Researchers have identified a new group of molecules with an antibacterial effect against many antibiotic-resistant bacteria. Since the properties of the molecules can easily be altered chemically, the hope is to develop new, effective antibiotics with few side effects. The study appears in PNAS.
Increasing antibiotic resistance is a great concern as few new antibiotics have been developed in the past 50 years.
Most antibiotics work by inhibiting the bacteria’s ability to form a protective cell wall, causing the bacteria to crack (cell lysis). Besides the well-known penicillin, which inhibits enzymes building up the wall, newer antibiotics such as daptomycin or the recently discovered teixobactin bind to a special molecule, lipid II. All bacteria need lipid II as a building block for the cell wall. Antibiotics that bind to Lipid II are usually very large and complex molecules and therefore more difficult to improve with chemical methods. These molecules are in addition mostly inactive against a group of problematic bacteria, which are surrounded by an additional layer, the outer membrane, that hinders penetration of these antibacterials.

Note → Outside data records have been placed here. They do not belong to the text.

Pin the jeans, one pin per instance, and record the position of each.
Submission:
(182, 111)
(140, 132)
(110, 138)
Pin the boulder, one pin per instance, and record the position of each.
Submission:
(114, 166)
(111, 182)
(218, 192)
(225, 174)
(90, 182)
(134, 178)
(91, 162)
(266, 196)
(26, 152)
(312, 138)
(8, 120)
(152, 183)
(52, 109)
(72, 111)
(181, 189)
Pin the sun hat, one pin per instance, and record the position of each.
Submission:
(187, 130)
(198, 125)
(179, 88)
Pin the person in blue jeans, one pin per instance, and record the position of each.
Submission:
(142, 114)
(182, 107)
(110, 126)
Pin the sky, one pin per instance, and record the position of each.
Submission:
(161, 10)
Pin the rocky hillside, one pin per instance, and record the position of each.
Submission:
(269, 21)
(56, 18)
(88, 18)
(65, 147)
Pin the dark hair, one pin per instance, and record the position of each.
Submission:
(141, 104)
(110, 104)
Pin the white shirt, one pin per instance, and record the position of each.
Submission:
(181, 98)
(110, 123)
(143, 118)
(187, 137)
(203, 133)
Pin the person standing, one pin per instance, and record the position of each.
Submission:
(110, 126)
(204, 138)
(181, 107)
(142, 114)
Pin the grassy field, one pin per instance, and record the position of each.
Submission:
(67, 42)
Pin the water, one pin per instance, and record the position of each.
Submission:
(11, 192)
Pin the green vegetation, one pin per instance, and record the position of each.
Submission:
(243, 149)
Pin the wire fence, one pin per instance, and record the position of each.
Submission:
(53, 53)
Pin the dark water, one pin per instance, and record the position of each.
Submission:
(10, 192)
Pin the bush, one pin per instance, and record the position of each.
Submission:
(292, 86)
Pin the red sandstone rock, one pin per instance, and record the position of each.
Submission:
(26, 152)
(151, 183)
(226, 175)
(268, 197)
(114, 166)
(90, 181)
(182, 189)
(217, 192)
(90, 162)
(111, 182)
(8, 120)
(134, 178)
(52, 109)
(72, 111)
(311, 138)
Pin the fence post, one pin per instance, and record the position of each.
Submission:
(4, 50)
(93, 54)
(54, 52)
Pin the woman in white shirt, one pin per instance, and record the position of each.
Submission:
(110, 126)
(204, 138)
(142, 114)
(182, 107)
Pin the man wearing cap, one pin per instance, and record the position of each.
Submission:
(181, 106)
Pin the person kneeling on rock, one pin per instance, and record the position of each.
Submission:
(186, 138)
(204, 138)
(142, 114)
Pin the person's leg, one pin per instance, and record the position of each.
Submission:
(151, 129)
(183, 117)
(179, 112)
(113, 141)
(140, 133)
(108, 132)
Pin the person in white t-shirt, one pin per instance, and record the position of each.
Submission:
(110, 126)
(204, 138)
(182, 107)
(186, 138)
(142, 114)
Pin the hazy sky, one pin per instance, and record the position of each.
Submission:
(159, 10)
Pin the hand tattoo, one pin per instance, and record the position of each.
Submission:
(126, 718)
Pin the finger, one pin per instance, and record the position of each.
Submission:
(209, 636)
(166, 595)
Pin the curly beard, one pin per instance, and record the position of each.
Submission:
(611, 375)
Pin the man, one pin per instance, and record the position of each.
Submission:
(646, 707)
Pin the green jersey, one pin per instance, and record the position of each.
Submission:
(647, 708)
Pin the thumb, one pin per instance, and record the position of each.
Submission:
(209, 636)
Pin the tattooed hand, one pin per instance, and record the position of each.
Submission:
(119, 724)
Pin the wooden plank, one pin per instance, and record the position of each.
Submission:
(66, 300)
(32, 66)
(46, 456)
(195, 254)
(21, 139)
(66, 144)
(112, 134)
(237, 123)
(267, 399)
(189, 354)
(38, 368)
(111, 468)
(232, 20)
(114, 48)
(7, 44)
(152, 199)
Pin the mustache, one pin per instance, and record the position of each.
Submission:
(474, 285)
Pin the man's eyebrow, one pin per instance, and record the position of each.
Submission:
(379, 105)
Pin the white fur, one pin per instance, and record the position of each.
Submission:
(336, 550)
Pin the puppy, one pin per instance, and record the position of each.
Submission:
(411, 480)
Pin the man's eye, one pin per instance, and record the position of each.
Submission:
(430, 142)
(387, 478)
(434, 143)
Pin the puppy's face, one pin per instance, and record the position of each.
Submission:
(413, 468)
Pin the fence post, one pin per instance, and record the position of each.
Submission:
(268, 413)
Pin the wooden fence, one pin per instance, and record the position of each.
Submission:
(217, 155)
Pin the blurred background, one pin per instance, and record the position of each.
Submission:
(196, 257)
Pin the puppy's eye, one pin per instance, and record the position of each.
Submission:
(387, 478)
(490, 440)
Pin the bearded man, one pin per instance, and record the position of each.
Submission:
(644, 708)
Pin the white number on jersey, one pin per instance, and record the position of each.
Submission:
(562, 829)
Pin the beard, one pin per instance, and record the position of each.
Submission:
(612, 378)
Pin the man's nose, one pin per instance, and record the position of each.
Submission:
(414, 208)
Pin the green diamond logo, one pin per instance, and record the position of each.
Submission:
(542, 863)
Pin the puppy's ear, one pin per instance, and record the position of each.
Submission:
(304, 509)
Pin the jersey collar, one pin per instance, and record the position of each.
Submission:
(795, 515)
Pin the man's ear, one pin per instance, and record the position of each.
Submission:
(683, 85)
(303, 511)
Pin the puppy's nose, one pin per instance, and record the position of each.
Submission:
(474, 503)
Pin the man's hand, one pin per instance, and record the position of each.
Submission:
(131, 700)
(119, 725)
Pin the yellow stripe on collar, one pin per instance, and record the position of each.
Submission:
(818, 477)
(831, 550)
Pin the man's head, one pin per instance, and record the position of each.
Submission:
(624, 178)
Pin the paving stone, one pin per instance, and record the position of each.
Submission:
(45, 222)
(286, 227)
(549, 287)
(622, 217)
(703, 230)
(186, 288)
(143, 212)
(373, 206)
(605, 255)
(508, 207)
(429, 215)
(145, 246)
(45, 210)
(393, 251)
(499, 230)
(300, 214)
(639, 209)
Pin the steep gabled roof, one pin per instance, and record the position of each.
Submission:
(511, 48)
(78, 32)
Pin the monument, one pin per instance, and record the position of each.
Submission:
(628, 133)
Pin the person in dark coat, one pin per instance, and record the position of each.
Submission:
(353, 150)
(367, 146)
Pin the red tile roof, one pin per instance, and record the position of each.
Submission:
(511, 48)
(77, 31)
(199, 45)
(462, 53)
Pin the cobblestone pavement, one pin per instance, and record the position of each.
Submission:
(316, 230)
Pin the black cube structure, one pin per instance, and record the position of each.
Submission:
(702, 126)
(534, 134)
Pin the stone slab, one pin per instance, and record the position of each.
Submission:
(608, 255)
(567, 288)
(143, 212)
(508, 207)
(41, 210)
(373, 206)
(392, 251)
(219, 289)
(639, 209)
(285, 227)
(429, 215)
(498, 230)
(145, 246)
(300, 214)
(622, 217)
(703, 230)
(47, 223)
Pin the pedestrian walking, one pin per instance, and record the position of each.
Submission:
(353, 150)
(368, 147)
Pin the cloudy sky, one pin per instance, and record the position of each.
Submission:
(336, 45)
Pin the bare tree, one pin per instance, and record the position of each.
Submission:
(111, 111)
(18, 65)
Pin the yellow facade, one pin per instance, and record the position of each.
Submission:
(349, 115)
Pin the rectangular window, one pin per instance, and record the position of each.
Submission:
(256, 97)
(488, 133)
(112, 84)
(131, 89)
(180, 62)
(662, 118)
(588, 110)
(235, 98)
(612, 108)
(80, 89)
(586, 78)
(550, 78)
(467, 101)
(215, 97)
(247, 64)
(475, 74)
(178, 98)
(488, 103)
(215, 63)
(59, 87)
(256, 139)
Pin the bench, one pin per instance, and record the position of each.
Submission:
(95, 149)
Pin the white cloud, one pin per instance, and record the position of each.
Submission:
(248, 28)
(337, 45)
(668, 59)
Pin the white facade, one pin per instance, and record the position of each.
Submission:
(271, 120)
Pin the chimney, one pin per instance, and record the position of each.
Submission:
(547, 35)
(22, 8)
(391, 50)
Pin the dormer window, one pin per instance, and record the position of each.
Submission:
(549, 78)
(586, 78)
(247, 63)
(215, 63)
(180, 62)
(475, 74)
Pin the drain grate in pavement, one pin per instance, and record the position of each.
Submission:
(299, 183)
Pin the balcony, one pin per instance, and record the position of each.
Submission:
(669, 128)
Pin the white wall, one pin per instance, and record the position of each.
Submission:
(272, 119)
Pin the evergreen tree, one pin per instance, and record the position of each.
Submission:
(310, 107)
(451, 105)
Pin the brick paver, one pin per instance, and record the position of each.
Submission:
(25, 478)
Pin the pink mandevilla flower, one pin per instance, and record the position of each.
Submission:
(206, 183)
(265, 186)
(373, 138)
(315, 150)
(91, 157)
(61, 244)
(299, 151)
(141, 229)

“Lipid II is a very attractive target for new antibiotics. We have identified the first small antibacterial compounds that work by binding to this lipid molecule, and in our study, we found no resistant bacterial mutants, which is very promising,” says Birgitta Henriques Normark, professor at the Department of Microbiology, Tumor and Cell Biology, Karolinska Institutet, and one of the article’s three corresponding authors.
For this study, published in PNAS, researchers tested a large number of chemical compounds for their ability to lyse pneumococci – the most common cause of community-acquired pneumonia. After a careful follow-up of active compounds from this screening, the researchers found that a group of molecules called THCz inhibits the formation of the cell wall of the bacterium by binding to lipid II. The molecules could also prevent the formation of the sugar capsule that pneumococci need to escape the immune system and to cause disease.
Small molecules offer several benefits, noted Fredrik Almqvist, professor at Umeå University and one of the corresponding authors: “The advantage of small molecules like these is that they are more easy to change chemically. We hope to be able to change THCz so that the antibacterial effect increases and any negative effects on human cells decrease.”
Laboratory work with THCz showed it has an antibacterial effect against many antibiotic-resistant bacteria, such as methicillin-resistant staphylococci (MRSA), vancomycin-resistant enterococci (VRE), and penicillin-resistant pneumococci (PNSP). An antibacterial effect was also found against gonococci, which causes gonorrhoea, and mycobacteria, bacteria that can cause severe diseases such as tuberculosis in humans. None of the bacteria managed to develop resistance to THCz in a laboratory environment.
“We will now also initiate attempts to change the THCz molecule, allowing it to penetrate the outer cell membrane found in some, especially intractable, multi-resistant bacteria,” says Tanja Schneider, professor at the Institute of Pharmaceutical Microbiology at the University of Bonn and one of the corresponding authors.